« J'ai l'impression que Foued n'a jamais existé. » Un an après le meurtre de son frère, Bilal Guessoum expliquait hier avoir « perdu espoir ». Cet agent de nettoyage avait été abattu le 31 août 2009, à l'âge de 35 ans, à la brasserie de la Poste, à Villeurbanne, après s'être interposé lors d'une altercation entre une femme éméchée et une serveuse qui refusait de lui vendre un paquet de cigarettes. C'est alors que l'amant de la cliente, Redouane Khoutir, 50 ans, en liberté conditionnelle après avoir été condamné à 20 ans de prison pour un braquage, était revenu armé dans le café et aurait tiré sur Foued Guessoum en plein cœur. Depuis, le suspect reste introuvable.

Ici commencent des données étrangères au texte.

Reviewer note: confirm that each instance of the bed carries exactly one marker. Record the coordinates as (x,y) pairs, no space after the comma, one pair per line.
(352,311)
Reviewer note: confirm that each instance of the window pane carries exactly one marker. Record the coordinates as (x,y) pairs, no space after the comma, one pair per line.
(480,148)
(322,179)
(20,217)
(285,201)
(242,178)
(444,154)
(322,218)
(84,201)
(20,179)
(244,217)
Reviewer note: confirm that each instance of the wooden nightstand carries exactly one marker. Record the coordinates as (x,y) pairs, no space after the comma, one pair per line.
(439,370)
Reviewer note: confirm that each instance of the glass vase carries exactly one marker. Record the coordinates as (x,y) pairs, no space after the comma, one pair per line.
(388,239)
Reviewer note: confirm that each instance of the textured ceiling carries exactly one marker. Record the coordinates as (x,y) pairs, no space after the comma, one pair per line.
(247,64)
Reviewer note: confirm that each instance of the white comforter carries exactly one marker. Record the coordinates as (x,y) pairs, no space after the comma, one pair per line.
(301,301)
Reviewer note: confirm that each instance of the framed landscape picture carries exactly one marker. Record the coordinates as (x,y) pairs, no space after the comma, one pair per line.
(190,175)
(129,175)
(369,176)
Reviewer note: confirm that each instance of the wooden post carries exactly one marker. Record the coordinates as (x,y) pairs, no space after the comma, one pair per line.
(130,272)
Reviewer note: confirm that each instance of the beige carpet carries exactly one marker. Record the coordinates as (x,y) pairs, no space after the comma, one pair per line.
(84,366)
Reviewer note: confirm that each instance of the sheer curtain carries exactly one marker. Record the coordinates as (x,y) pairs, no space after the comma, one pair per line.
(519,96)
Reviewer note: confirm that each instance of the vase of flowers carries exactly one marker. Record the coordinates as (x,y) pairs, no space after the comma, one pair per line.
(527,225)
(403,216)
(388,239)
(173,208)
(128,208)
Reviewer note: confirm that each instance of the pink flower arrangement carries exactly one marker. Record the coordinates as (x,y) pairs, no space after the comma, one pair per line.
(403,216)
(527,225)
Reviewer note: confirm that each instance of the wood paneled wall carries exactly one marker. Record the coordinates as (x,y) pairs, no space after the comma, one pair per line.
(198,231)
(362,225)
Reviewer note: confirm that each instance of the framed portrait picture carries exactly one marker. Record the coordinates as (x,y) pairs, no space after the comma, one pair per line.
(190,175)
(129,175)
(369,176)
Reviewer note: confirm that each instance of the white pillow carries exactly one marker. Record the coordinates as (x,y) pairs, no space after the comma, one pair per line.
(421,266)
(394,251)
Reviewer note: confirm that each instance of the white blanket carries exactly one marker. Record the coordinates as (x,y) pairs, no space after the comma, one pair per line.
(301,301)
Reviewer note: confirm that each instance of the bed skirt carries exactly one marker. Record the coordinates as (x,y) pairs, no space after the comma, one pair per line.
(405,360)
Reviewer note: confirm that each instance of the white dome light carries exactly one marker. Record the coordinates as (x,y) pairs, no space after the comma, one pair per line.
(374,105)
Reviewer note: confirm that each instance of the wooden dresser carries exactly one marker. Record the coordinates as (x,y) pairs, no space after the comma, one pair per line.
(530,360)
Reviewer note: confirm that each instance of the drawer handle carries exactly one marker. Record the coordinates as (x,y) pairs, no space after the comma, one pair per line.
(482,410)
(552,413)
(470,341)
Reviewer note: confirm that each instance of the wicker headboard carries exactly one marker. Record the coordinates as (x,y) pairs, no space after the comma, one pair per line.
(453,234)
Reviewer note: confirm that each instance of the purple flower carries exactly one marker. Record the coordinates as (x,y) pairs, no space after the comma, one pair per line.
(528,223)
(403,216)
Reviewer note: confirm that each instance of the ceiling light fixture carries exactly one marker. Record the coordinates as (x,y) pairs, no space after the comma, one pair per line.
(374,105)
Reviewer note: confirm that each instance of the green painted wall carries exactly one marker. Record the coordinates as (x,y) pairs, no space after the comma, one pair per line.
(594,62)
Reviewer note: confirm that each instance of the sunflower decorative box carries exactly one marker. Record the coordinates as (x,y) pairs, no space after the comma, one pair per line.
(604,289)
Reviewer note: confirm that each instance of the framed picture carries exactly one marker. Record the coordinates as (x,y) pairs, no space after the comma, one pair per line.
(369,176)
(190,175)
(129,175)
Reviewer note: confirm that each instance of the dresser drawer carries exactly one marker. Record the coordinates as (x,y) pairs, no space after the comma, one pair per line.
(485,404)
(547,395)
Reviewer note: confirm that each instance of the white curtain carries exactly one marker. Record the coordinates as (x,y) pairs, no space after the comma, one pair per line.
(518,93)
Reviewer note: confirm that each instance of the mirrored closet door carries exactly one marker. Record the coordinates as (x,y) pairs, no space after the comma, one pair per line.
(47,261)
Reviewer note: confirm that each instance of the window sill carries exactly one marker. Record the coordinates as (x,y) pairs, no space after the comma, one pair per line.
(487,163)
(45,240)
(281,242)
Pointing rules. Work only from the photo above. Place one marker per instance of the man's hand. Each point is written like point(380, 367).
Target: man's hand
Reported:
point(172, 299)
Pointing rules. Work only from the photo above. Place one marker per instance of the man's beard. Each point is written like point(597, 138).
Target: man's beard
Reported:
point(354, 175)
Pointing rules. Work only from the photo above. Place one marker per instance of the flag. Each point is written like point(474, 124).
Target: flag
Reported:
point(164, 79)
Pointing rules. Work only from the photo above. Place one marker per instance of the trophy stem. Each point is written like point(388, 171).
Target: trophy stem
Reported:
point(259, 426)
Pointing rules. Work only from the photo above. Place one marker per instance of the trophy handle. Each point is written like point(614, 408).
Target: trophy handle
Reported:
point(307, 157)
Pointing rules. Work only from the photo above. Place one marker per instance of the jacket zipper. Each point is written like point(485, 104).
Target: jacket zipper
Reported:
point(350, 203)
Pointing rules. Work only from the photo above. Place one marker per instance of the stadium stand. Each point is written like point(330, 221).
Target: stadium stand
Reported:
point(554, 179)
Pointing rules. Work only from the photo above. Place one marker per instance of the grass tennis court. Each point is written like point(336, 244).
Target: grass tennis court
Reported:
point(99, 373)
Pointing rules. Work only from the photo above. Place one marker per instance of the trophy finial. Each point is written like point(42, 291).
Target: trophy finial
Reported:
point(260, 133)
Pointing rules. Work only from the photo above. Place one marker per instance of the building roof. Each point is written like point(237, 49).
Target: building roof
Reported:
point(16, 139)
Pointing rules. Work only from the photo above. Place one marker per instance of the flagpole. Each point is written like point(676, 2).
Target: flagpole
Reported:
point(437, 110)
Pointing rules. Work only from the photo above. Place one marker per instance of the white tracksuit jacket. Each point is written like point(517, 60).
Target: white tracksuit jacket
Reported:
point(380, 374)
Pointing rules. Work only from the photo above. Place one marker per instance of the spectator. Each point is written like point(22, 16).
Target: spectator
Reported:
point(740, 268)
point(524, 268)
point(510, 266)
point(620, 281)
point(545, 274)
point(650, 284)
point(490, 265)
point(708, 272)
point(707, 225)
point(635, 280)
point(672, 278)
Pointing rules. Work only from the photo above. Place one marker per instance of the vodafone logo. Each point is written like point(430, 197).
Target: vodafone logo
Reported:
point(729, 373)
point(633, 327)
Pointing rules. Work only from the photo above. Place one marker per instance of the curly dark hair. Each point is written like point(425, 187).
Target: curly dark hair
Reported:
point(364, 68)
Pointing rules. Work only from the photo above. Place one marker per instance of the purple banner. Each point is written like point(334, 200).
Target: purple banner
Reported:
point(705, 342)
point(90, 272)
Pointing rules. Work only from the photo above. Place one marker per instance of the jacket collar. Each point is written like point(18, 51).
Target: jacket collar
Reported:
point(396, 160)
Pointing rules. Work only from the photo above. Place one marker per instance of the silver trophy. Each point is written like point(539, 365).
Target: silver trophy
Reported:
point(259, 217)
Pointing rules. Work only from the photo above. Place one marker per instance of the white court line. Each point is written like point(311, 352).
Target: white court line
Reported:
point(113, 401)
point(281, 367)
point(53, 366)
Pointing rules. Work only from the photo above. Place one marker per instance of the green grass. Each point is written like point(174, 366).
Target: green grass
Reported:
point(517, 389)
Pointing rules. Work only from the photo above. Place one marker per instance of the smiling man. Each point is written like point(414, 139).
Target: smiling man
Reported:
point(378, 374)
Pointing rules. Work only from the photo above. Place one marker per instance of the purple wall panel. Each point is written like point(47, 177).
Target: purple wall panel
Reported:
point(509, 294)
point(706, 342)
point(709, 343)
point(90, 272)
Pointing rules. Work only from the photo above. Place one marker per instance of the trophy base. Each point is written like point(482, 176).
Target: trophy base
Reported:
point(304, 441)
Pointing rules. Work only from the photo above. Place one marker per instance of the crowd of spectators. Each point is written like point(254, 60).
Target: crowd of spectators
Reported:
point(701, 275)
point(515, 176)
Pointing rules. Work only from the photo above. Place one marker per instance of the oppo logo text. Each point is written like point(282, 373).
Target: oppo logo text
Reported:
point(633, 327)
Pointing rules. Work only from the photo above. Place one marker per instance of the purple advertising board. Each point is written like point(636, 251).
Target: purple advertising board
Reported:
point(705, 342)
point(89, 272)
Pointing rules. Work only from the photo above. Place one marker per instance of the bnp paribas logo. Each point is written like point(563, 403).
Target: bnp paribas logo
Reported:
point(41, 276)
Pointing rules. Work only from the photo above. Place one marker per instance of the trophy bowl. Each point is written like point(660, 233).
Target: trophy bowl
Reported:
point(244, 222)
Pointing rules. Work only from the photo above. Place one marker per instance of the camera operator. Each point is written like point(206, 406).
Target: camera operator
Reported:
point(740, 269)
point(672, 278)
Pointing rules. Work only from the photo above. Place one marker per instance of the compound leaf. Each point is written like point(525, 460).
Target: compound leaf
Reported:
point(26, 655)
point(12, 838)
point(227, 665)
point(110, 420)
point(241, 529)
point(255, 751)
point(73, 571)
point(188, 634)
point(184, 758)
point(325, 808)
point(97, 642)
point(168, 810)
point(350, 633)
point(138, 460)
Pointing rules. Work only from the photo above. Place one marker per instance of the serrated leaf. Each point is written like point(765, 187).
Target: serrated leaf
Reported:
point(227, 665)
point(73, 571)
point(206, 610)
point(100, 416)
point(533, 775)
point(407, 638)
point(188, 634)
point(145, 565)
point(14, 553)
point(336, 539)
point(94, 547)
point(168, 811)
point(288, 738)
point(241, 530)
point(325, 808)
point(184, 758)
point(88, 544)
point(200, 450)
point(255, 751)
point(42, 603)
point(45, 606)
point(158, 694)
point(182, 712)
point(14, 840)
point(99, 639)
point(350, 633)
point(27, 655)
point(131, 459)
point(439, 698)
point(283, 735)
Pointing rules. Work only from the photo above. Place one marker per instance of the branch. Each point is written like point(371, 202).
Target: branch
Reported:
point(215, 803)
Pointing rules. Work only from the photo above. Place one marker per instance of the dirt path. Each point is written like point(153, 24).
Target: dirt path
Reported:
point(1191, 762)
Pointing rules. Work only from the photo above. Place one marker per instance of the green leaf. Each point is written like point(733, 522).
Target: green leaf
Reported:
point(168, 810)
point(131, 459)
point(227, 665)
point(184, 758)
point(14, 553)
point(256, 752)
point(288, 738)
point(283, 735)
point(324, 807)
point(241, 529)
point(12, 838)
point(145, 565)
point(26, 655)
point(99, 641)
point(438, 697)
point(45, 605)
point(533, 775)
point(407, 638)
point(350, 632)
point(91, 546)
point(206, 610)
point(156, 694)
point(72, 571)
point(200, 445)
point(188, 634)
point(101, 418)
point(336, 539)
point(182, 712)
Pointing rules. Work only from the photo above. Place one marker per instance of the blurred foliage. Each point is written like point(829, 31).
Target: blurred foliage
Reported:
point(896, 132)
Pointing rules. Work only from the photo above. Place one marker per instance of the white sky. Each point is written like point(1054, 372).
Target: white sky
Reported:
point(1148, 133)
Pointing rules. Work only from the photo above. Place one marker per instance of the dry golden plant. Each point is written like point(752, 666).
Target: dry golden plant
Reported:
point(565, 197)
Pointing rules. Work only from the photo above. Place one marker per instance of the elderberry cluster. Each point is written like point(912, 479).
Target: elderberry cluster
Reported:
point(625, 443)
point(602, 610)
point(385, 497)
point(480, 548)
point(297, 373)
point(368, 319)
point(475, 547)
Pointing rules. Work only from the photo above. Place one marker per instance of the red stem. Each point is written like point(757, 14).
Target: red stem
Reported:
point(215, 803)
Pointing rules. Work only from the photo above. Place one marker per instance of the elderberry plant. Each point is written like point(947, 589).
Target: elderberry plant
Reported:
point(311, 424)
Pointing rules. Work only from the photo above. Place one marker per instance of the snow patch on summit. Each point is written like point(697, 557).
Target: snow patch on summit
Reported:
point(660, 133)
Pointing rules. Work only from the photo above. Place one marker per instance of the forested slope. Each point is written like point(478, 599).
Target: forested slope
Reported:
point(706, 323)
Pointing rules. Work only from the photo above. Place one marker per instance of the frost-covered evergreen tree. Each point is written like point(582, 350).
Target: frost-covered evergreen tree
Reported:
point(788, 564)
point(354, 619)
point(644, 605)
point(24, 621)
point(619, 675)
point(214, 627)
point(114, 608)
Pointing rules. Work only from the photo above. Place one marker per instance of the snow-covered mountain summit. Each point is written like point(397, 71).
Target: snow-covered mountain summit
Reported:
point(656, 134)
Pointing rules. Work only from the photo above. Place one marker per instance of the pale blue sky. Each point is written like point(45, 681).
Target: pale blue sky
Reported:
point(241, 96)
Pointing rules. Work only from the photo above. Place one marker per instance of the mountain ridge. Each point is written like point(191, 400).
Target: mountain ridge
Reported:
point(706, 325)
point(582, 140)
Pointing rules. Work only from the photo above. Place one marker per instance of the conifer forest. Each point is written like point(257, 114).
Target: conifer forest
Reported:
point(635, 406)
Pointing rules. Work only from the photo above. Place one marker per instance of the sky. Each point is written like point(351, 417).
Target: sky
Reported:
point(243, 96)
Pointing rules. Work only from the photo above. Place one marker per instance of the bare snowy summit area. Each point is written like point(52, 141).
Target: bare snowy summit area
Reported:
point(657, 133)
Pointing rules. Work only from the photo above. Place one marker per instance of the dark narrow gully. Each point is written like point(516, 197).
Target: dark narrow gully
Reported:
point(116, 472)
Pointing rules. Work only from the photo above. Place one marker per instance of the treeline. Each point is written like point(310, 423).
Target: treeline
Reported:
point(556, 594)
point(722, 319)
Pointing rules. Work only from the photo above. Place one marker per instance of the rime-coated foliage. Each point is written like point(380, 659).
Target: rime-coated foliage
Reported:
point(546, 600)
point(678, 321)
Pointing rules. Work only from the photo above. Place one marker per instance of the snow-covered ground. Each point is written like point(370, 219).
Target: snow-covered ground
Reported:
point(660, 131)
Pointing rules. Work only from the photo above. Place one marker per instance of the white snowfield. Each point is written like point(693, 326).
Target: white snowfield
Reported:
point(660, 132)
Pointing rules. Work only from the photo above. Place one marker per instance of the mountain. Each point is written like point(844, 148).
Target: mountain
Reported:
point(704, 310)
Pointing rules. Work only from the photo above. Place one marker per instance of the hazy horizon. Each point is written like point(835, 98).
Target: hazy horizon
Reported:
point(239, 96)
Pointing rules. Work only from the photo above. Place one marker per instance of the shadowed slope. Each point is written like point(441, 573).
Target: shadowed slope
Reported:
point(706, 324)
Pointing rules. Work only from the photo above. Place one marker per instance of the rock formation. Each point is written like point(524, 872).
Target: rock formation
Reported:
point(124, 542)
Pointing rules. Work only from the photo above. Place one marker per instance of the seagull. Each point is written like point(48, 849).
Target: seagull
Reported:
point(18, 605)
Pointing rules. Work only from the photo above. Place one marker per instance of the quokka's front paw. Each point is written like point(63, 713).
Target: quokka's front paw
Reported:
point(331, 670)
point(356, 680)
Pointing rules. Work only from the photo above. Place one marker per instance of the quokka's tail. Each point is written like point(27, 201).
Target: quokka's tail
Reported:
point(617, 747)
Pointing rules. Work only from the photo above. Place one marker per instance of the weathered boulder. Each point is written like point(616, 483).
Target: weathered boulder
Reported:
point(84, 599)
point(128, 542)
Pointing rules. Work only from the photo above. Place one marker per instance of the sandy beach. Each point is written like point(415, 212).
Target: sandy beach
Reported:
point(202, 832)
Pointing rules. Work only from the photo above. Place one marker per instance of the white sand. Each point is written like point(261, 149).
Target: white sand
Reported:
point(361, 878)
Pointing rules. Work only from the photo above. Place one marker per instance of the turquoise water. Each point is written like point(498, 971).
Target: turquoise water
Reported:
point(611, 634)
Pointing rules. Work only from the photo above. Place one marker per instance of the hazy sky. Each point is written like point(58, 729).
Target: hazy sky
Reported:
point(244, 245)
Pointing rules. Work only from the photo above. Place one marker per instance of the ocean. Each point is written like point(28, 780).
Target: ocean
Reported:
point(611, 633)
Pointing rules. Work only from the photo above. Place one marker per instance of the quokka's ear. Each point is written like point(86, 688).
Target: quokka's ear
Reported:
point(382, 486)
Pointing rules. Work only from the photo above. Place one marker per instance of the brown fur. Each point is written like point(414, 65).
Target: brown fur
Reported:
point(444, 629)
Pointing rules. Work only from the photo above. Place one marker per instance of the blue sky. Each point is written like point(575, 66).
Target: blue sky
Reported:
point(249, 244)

Le fugitif, armé et déterminé
« Il n'y a aucune mobilisation de la brigade criminelle de la Sûreté départementale », dénonce David Metaxas. L'avocat de la famille de la victime demande à ce que la police judiciaire de Lyon, qui dispose de « moyens techniques plus performants » soit saisie du dossier. « L'auteur est identifié. L'enquête se poursuit », rétorque le parquet de Lyon. Redouane Khoutir « est armé et déterminé, c'est un danger public », insiste l'avocat. Il espère que l'arrivée d'un nouveau juge d'instruction permettra de faire de ce dossier « une priorité » et apaisera la famille de Foued Guessoum. « Avec la justice, c'est comme si on parlait à un mur », souffle Bilal. La veuve de la victime, qui a accouché de leur enfant le 12 février, a écrit au Garde des Sceaux ainsi qu'au ministre de l'Intérieur pour tenter de faire avancer l'enquête. Des lettres jusqu'à présent restées sans réponse.